Le texte est autonome par rapport aux images et peut donc être lu indépendamment.
Le vieux rat est le narrateur. Son langage est soutenu et il manie avec aisance les temps du récit…
Il s’agit de deux narrations emboîtées dont l’une est le récit du rêve du jeune rat qui se présente sous la forme d’une randonnée. Nous appellerons « Niveau 1 de la fiction » le récit de base qui correspondrait au réel (de la fiction !) et « niveau 2 de la fiction », le récit de rêve enchâssé.
Tous les épisodes de la randonnée sont construits de la même façon :
- Un état initial
- Un animal enlève le raton par l’une des parties de son corps
- L’arrivée dans un nid « qui déborde de bébés »
- Le rat a un statut d’objet puis est intégré à la famille
- Apprentissage du raton : échec sur l’une des compétences caractérisant la famille
- Départ de la famille d’adoption
- Nouvel état initial etc…
Un certain nombre de phrases clés se répètent textuellement
- « débordant de bébés »
- « Sur le coup, ils me prirent pour…et se servirent de moi pour… »
- « Mais avec le temps nous devînmes amis et j’eus bientôt l’impression de faire partie de la famille »
- « J’appris vite à… », « J’envisageais même de… »
- « Mais il y a une chose que jamais je ne parvins à faire malgré tout le mal que je me donnai… »
- « Et un beau jour ils partirent tous…- sans moi – C’est à peine si j’eus le temps de faire un signe d’adieu à ma nouvelle famille avant de la voir disparaître… »
- Qu’est-ce qui gère le passage d’un épisode à l’autre ?
Peut-être les divers éléments qui se succèdent ainsi : l’air, la terre, sous la terre, l’eau, l’air, la terre, et avec eux des espèces animales différentes de Raoul (oiseau, chien, lapin, poisson, écureuil)…
Pour tenter de répondre à cette question, il pourrait être intéressant de lire l’album Petit Singe (Rowe J-A, Nord-Sud 1999) qui présente la même modalité narrative de randonnée avec des rencontres du jeune héros tout aussi imprévues - éléphant, lion, kangourou pélican…- Ces rencontres lui permettent d’affirmer haut et fort « Je ne suis pas un bébé ». De la même façon, le jeune rat découvre « Je ne suis pas un oiseau, je ne suis pas un chien…je suis un rat » : recherche d’identité, désir de grandir, thèmes que développent plusieurs albums de cet auteur.
Dans un autre album illustré par J. A. Rowe, La vie est une fête (Texte de Linard Bardill, Trad. Katya Barbery – Nord-Sud 2004), Hamlet le hamster, comme Raoul, a sept frères et soeurs et chacun a une qualité particulière.
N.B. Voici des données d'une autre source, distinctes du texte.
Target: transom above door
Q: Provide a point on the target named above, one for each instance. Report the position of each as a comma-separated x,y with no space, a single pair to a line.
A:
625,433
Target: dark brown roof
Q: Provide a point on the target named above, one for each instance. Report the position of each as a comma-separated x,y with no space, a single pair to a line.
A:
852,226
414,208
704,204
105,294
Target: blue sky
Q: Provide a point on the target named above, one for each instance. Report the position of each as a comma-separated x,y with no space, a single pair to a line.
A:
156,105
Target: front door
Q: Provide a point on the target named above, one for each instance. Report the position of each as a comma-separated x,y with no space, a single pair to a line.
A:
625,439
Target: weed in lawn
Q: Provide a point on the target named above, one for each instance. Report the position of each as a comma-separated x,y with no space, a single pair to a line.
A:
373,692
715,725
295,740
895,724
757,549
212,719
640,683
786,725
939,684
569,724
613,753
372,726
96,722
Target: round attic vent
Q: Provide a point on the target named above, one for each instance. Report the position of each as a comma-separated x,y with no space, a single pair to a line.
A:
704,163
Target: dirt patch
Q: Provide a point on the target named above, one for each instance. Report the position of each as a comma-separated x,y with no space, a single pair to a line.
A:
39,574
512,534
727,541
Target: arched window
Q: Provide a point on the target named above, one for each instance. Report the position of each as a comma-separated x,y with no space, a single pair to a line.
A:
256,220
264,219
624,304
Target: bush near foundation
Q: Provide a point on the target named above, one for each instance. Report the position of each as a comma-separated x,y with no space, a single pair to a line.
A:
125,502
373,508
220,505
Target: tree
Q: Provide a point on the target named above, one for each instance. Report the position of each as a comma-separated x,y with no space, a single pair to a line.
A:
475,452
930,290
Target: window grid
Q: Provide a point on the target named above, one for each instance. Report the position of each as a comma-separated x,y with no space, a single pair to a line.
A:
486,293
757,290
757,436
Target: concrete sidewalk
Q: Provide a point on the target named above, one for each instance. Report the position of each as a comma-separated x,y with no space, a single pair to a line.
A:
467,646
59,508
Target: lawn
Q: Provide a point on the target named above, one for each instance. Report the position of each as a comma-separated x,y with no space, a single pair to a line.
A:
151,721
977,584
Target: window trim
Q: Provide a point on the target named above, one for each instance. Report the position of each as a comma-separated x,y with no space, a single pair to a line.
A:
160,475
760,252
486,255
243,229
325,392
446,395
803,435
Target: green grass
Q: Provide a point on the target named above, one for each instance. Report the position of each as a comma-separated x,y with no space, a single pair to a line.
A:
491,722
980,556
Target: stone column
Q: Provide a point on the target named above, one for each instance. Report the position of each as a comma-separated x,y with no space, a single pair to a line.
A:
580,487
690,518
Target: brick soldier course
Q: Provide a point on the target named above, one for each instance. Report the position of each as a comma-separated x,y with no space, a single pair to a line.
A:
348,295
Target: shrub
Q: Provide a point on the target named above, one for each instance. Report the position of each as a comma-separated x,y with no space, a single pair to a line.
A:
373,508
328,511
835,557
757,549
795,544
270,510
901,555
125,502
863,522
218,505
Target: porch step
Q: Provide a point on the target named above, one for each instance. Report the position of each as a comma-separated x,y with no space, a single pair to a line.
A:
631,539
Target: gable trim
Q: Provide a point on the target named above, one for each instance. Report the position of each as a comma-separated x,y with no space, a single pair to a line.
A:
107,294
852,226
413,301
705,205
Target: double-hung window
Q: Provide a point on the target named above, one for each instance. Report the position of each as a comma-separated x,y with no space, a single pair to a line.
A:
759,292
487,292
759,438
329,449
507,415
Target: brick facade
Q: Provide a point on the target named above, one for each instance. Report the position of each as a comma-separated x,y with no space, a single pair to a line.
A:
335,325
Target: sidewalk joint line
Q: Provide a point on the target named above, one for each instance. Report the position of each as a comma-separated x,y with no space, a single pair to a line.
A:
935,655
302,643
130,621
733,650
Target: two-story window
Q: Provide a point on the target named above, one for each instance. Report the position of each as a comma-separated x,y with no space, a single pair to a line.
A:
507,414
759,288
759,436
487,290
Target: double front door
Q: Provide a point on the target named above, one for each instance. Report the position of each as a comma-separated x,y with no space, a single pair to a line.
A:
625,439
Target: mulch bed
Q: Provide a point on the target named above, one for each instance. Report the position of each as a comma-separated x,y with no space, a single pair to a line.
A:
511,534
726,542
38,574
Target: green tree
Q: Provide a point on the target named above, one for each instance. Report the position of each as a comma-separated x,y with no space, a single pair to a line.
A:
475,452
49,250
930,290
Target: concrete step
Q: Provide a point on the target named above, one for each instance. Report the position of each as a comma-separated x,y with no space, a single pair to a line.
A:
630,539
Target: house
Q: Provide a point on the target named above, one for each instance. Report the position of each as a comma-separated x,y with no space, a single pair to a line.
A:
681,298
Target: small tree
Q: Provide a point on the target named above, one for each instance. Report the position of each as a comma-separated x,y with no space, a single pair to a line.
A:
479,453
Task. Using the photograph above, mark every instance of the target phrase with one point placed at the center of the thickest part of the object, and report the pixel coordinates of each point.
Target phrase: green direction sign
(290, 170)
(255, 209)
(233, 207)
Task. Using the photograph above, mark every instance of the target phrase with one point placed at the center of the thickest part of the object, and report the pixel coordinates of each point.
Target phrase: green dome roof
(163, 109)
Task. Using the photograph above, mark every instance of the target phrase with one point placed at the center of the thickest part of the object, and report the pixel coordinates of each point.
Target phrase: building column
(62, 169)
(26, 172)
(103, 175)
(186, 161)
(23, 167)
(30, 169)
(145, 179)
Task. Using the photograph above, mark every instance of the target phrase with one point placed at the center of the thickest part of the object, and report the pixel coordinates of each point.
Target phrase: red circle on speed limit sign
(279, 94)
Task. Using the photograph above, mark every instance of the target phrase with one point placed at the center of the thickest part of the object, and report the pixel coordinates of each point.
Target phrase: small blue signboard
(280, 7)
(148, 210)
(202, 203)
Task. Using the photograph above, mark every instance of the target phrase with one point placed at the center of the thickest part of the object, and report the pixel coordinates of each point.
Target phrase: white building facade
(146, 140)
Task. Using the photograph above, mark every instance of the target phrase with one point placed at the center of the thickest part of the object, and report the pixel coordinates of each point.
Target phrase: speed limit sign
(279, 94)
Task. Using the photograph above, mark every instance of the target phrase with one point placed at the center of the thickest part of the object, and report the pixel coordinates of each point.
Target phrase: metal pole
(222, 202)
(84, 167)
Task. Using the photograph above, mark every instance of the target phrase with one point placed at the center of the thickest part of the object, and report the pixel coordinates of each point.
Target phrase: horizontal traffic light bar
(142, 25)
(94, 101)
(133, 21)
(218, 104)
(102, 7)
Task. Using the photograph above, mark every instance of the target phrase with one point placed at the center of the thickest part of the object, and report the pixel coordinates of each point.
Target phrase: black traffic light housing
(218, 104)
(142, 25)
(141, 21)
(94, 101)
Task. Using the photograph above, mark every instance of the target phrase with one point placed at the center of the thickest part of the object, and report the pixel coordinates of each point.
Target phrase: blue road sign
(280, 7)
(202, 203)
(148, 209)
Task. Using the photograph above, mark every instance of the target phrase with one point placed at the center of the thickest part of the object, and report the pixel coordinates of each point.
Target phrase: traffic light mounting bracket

Lui qui est le plus jeune n'en a aucune... Mais lorsqu’il se retrouve loin de chez lui au milieu de fêtes extraordinaires, il se découvre prodigieux conteur, sachant faire rire les autres par ses histoires.
- La lecture in extenso du texte de l’album Raoul, dissocié provisoirement des images, suscitera des questions que le maître pourra noter pour y revenir ultérieurement et mobiliser l’attention des jeunes lecteurs sur cet enjeu lors des relectures.
Si le titre de l’album n’a pas été lu, les élèves pourront en proposer un, révélant leur(s) première(s) compréhension(s) de l’histoire et permettant au maître d’engager les élèves dans un débat interprétatif sur l’identification et le statut du récit emboîté.
Le récit est rythmé par cinq rencontres qui ont chacune une durée « Mais avec le temps, nous devînmes amis ». Or, le personnage ne change pas, c’est toujours le nourrisson avec ses couches fermées par une épingle à nourrice et son étiquette jaune.
Pendant le rêve, le temps se dilate, sans repères précis, jusqu’à son réveil où Raoul perd sa couche !
La question « Combien de temps dure cette histoire ? » ne pourra obtenir de réponse immédiate de la part des élèves mais aura à être élaborée au fil des séances par :
- un repérage précis de la situation d’énonciation : qui raconte ? « Je suis vieux à présent »
- du récit emboîté : à partir d’où ? « Je somnolais …. lorsque soudain… » Jusqu’où ? « C’était ma maman »
- et des indices temporels à l’ouverture et à la clôture de la fiction de niveau 1. La force du soleil indique qu’il s’agit vraisemblablement d’un début d’après-midi d’été. Le lecteur peut aussi estimer la durée des faits rapportés par la maman et qui ont constitué le rêve de Raoul.